S2 is pursuing two complementary questions. Firstly, S2 will consolidate the knowledge gained in previous funding periods about the heroic blueprints of subjects, and about heroes as figures of authority. Additionally, S2 analyzes the overarching characteristics of leadership relationships and invocations of the heroic subject. This includes the study of narrative patterns of authorization, the attribution of exceptionalism and agency, socio-psychological dynamics of identification and projection, the reduction of complex networks of interdependence to personalized followerships, as well as how sacrifice can wield a socially binding power. Based on previously completed historical case studies, S2 draws on and continues to develop the analytical concepts and empirical findings of studies on authoritarianism and subjectification. This will deepen the theoretical insight into central aspects of the heroic. In addition to this, S2 will focus on fields of discourse that the SFB has, until now, given little attention to, but that are fundamental to the understanding of heroizations and heroisms. In particular, such fields of discourse will include political-philosophical, pedagogical, socio-psychological and ethical approaches. Using the methods of historical discourse analysis and the sociology of knowledge, S2 analyzes the disciplinary structures of justification and problematization because such structures negotiate models of heroic binding of authority and subjectification.

 Secondly, the SFB’s findings will yield further insights into how exactly personal relationships of authority arise, are maintained or eroded, and what subjectifying effects these relationships produce. The heroic itself thus becomes an explanans. S2 will examine how personal claims to authority and types of subject are formed in certain exemplary areas (such as political regimes, establishments, religious groups, scientific communities and educational institutions), and how they follow a characteristic pattern of relationships to heroic figures.
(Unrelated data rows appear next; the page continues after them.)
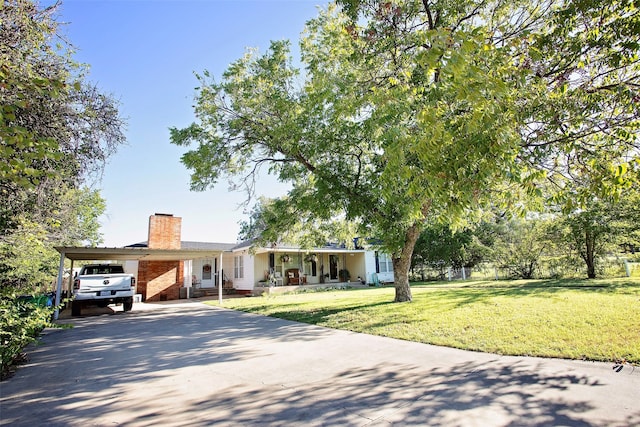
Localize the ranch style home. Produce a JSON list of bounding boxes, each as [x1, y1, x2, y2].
[[56, 214, 394, 301]]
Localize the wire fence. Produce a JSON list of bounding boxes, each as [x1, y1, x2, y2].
[[410, 258, 640, 282]]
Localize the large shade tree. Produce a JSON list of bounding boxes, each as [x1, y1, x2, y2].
[[0, 0, 125, 294], [172, 0, 639, 301]]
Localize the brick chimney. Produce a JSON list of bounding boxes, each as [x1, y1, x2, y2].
[[148, 213, 182, 249]]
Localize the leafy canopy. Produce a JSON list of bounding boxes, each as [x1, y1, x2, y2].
[[171, 0, 639, 301]]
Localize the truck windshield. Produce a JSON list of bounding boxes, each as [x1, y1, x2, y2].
[[84, 265, 124, 274]]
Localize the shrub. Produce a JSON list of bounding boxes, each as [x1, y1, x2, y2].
[[0, 296, 53, 379]]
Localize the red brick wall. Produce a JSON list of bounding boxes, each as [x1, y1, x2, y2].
[[138, 214, 184, 301], [138, 261, 184, 301], [148, 214, 182, 249]]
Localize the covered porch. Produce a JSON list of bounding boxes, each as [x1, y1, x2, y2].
[[253, 247, 367, 290]]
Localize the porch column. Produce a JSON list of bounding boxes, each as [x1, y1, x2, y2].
[[218, 252, 223, 305], [53, 252, 65, 320], [184, 259, 193, 299]]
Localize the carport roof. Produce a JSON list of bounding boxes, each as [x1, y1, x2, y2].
[[56, 243, 229, 261]]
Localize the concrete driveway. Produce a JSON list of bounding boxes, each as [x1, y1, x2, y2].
[[0, 301, 640, 427]]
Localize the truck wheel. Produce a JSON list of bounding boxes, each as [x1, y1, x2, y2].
[[71, 301, 82, 316]]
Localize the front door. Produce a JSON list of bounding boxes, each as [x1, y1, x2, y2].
[[201, 259, 214, 288], [329, 255, 340, 280]]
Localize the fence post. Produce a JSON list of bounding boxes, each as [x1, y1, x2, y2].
[[624, 259, 631, 277]]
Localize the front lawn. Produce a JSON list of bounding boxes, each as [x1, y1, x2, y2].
[[211, 278, 640, 364]]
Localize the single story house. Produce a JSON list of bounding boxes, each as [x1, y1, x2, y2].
[[56, 214, 394, 301]]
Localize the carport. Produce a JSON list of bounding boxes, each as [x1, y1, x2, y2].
[[54, 245, 230, 320]]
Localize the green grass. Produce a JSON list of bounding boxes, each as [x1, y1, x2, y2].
[[212, 278, 640, 364]]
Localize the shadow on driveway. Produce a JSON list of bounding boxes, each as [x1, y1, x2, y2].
[[0, 303, 640, 426]]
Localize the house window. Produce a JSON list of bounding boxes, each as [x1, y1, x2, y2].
[[377, 253, 393, 273], [233, 255, 244, 279]]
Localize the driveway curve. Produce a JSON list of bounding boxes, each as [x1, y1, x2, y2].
[[0, 301, 640, 427]]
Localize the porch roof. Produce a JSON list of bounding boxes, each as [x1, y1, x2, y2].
[[56, 246, 229, 261]]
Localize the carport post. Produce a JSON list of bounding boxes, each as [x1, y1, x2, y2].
[[53, 252, 65, 320], [218, 252, 224, 305]]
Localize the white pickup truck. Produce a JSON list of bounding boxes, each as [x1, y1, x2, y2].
[[71, 264, 136, 316]]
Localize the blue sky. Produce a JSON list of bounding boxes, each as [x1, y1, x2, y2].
[[58, 0, 326, 246]]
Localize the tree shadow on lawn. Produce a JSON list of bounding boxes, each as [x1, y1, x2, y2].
[[412, 279, 640, 307]]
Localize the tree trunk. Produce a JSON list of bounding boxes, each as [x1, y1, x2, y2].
[[392, 224, 421, 302], [584, 230, 596, 279]]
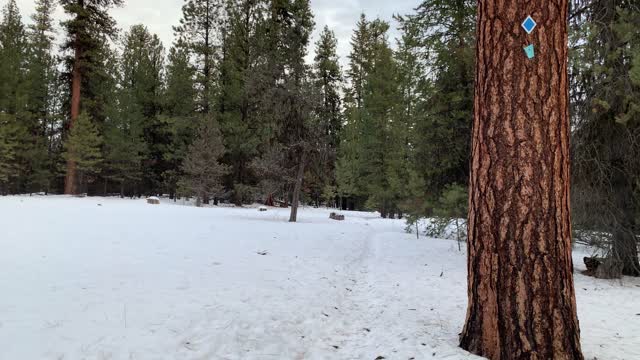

Heroic bonds of authority and invocations of the heroic subject can be found in Western and non-Western societies, but they are determined by specific characteristics, respectively. Therefore, the research design includes a case study on China, which is particularly relevant to S2, due to China’s authoritarian political system and the belief in the formative power of exemplary figures in Confucianism and Maoism. Overall, the research at S2 is informed by the concerns of the present.